The rates of cooling of two different liquids put in exactly similar calorimeters and kept in identical surroundings are the same if

• A. The masses of the liquids are equal
• B. Equal masses of the liquids at the same temperature are taken
• C. Different volumes of the liquids at the same temperature are taken
• D. Equal volumes of the liquids at the same temperature are taken

Answer 1

Answer: (D)

Equal volumes of the liquids at the same temperature are taken

Answer 2

$\frac{dT}{dt} = \frac{\sigma A}{mc}(T^{4} - T_{0}^{4})$. If the liquids put in exactly similar calorimeters and identical surrounding then we can consider T₀ and A constant then $\frac{dT}{dt} \propto \frac{(T^{4} - T_{0}^{4})}{mc}$……(i)
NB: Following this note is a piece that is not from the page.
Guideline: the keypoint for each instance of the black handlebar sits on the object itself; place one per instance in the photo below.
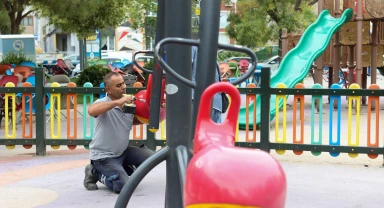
(184, 41)
(138, 66)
If we consider that equal masses of liquid (m) are taken at the same temperature then $\frac{dT}{dt} \propto \frac{1}{c}$

So for same rate of cooling c should be equal which is not possible because liquids are of different nature.

Again from (i) equation $\frac{dT}{dt} \propto \frac{(T^{4} - T_{0}^{4})}{mc}$ ⇒

$\frac{dT}{dt} \propto \frac{(T^{4} - T_{0}^{4})}{V\rho c}$

Now if we consider that equal volume of liquid (V) are taken at the same temperature then $\frac{dT}{dt} \propto \frac{1}{\rho c}$.

So for same rate of cooling multiplication of ρ× c for two liquid of different nature can be possible. So option (4) may be correct.